I was getting dangerously close to my weekly Claude Code limit last night so I had Claude set up Qwen3.6 with llama.cpp and OpenCode. Honestly it's a great (free!) alternative to Claude Code--certainly more than good enough for a lot of smaller less complex tasks. I'm excited to try this new version. The fact that open-source models are so close to the frontier is very impressive.
Which exact model are you using? And with which parameters and quant? And on what hardware? Are you using any specific MCPs or other tools to optimize performance like context-mode or dynamic context pruning? I’ve used local models a reasonable amount before but I’m just starting out with opencode. Haven’t had great results yet but really want this to work for simpler tasks. My opencode newly installed is also having iterm on 100% cpu in idle. :/
As they start to release more proprietary models, I so wish that they partnered with one of the major US hyperscalers to allow using these models through something US-domiciled.
Totally understand why it may not be reasonable or in their best interest (and that the US is _absolutely_ not doing the same reflexively). But it would be lovely to be able to try these out on production workloads in earnest.
Unless US hyperscalers do the same in reverse, I hope the status quo stays as it is. Either people are happy to share, and the sharing should happen both ways, or US hyperscalers can keep isolating themselves as they've done so far.
I do hope
The U.S. hyperscalers do the same as well.

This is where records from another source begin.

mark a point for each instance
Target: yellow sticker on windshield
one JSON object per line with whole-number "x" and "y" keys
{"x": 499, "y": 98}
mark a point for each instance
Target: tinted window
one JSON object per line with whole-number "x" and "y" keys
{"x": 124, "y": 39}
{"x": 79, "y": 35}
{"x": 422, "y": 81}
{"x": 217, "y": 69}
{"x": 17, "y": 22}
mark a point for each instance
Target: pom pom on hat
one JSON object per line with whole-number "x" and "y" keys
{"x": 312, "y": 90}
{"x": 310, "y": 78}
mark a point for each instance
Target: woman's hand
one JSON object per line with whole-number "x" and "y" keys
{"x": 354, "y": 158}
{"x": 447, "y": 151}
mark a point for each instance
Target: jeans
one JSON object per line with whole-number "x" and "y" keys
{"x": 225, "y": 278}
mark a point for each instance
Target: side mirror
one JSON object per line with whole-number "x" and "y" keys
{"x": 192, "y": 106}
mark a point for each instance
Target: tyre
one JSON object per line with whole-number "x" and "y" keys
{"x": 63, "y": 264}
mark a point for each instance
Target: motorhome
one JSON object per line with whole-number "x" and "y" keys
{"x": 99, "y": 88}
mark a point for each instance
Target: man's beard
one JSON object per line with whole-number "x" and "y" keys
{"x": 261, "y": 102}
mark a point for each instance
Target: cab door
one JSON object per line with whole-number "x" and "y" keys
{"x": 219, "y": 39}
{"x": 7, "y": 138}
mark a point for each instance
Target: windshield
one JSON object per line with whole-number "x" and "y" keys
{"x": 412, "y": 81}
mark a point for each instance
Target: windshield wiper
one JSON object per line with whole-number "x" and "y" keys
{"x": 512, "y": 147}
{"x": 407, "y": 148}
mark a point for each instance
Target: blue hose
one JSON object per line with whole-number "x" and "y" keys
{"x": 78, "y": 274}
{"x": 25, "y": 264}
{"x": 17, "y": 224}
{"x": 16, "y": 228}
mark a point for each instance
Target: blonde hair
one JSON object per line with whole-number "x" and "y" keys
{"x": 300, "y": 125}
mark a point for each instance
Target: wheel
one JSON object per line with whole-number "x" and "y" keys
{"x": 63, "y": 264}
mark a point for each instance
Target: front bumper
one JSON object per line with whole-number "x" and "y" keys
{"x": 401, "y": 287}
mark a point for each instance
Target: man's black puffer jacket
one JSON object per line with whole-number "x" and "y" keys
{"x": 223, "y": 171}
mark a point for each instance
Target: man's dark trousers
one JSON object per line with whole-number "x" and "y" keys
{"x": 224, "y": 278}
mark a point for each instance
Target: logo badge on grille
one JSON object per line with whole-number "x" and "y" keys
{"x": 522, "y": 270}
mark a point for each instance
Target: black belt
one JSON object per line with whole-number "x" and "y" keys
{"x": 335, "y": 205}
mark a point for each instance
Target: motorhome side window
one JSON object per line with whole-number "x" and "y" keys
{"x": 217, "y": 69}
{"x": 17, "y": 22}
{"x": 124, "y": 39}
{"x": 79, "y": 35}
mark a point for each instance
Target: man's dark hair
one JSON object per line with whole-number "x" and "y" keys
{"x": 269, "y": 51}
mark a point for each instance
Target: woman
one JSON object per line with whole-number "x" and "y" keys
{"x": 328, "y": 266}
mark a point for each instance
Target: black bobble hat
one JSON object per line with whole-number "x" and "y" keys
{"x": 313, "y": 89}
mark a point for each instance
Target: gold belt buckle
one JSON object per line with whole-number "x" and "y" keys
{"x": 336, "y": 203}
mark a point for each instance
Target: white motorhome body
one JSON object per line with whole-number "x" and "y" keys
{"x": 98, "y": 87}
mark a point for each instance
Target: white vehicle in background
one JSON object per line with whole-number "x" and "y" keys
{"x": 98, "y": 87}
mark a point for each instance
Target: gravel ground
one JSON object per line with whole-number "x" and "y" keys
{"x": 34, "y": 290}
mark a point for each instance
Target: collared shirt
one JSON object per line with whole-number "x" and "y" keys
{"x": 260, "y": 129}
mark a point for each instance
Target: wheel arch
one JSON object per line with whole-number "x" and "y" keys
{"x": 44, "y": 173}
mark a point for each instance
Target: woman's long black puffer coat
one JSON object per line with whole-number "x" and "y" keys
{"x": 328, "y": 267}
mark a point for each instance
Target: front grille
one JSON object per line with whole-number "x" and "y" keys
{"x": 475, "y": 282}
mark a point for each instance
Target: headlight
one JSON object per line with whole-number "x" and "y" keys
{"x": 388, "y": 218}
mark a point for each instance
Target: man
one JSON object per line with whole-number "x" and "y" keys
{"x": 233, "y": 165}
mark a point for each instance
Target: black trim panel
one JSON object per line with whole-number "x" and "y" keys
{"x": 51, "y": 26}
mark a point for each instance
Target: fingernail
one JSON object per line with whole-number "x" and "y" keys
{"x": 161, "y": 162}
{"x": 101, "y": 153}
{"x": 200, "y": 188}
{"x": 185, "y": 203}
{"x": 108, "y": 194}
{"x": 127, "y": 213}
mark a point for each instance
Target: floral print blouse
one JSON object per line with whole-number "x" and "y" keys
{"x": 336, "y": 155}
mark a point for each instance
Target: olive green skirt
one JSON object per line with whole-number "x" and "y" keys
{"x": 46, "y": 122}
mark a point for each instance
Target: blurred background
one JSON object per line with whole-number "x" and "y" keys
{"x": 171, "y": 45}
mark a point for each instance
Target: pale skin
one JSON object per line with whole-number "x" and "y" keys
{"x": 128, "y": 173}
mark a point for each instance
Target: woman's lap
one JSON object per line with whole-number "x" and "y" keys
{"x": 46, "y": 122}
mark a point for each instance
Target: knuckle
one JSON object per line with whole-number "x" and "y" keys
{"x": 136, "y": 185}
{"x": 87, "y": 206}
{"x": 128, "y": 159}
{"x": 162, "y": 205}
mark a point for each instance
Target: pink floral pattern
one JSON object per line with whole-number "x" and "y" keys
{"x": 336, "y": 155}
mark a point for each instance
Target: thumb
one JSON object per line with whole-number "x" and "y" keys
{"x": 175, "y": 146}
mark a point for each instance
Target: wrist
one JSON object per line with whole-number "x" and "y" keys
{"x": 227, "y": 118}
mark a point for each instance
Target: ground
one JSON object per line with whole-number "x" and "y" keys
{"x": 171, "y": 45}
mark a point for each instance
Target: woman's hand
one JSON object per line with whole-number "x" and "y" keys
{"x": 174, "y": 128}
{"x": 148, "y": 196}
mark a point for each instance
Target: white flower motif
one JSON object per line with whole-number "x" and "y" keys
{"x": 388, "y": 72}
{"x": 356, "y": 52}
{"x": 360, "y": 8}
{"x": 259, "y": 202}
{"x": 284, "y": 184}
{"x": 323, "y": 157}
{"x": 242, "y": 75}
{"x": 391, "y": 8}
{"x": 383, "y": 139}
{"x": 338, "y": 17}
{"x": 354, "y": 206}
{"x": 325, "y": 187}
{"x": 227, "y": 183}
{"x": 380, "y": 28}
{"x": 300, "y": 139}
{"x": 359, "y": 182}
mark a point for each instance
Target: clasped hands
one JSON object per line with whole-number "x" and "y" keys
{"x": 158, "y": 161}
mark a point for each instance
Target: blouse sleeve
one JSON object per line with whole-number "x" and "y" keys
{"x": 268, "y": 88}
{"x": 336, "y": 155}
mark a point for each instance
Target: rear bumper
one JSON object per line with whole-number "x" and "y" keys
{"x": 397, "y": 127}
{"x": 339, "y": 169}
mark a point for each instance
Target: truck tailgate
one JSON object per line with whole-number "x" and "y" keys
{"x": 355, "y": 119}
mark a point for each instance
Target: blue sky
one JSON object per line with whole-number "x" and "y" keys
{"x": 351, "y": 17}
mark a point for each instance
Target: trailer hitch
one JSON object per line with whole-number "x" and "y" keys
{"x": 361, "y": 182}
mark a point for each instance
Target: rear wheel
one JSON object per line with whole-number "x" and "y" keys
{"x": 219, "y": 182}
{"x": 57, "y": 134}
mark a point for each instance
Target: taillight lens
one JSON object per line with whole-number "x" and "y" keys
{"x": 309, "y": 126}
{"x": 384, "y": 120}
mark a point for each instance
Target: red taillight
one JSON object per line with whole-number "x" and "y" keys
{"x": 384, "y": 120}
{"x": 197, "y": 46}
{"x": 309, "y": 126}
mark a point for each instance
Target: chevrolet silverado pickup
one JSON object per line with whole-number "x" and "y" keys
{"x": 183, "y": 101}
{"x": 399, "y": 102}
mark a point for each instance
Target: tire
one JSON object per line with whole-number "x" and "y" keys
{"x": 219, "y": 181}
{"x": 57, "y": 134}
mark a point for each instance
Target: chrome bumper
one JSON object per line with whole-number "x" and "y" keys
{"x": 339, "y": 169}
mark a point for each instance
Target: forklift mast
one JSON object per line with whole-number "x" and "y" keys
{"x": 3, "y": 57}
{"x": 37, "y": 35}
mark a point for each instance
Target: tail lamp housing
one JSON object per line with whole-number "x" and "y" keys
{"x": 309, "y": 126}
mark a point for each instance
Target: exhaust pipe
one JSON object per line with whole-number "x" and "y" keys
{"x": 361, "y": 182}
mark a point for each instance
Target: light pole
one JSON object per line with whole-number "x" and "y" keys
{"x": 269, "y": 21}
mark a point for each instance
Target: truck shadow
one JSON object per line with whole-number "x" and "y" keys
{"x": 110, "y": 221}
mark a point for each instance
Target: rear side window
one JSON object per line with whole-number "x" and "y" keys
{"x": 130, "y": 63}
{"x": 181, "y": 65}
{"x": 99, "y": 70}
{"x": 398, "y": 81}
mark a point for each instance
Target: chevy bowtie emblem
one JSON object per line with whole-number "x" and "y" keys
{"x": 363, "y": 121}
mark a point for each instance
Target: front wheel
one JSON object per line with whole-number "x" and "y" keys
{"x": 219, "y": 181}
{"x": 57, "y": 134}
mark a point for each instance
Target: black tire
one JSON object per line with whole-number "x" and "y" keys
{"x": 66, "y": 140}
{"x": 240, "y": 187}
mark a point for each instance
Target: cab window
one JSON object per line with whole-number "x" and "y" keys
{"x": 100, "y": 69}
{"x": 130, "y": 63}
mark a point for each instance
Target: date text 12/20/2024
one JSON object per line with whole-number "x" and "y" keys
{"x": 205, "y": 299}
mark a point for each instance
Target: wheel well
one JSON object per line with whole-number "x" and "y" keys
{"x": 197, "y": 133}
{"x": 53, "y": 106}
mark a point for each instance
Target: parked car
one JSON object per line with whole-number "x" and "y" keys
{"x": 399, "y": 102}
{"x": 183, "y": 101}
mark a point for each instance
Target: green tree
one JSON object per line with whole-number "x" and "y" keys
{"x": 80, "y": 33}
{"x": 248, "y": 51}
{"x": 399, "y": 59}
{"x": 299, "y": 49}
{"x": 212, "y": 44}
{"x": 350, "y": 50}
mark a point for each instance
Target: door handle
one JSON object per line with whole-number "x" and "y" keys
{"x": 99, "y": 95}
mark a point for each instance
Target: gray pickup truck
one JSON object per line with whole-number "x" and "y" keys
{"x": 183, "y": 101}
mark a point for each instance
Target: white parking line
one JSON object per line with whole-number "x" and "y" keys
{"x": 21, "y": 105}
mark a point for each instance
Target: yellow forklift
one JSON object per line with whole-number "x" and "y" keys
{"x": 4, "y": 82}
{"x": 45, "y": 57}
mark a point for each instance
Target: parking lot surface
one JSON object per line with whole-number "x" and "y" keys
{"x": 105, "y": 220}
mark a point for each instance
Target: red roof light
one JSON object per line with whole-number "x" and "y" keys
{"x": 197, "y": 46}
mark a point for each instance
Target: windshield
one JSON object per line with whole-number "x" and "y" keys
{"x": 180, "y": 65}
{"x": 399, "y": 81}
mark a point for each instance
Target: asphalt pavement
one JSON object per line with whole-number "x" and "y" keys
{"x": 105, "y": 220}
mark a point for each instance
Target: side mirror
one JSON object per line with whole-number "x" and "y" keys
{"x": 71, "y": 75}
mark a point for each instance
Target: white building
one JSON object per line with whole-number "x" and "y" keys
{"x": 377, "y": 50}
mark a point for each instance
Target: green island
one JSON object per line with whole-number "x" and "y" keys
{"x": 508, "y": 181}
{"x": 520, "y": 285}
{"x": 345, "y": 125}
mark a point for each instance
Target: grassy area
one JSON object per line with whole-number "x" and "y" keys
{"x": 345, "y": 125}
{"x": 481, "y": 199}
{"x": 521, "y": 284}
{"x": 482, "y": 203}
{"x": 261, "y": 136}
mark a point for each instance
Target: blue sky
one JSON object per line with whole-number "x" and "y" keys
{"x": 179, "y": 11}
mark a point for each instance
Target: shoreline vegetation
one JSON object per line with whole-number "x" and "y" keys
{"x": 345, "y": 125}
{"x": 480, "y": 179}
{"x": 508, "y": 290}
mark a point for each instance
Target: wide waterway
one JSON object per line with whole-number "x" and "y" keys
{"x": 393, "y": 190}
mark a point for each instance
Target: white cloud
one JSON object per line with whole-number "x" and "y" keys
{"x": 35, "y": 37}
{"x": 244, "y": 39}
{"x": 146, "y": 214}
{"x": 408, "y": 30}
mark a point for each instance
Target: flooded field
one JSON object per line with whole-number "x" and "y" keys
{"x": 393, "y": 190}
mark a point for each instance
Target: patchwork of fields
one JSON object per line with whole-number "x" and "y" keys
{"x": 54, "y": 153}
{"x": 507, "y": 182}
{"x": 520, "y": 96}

In an ideal world U.S. residents would use Chinese AI models and Chinese residents would use U.S. AI models.
Governments in both countries are collecting data for nefarious reasons. But the Chinese government has far less influence on a U.S. resident and vice versa.
We are all better off if our data is collected by a government halfway across the world instead of our own governments which hold incredible amounts of power over us.
I'm more interested in hearing specific reasons why one wouldn't use a Chinese company. Unless you're thinking Alibaba is going to ship chat logs to some government ministry that will then dole out proprietary information to new competitors (which doesn't seem logistically feasible), or you run a human rights organization, it feels a bit like FUD.
All this data is accessible to national security agencies; this is true in every country in the world.
China has more integration between intelligence and industry than many western countries, and it does present a higher risk of unwanted “tech transfer” to industry than running on oracle or Google or ms or Amazon does in the US.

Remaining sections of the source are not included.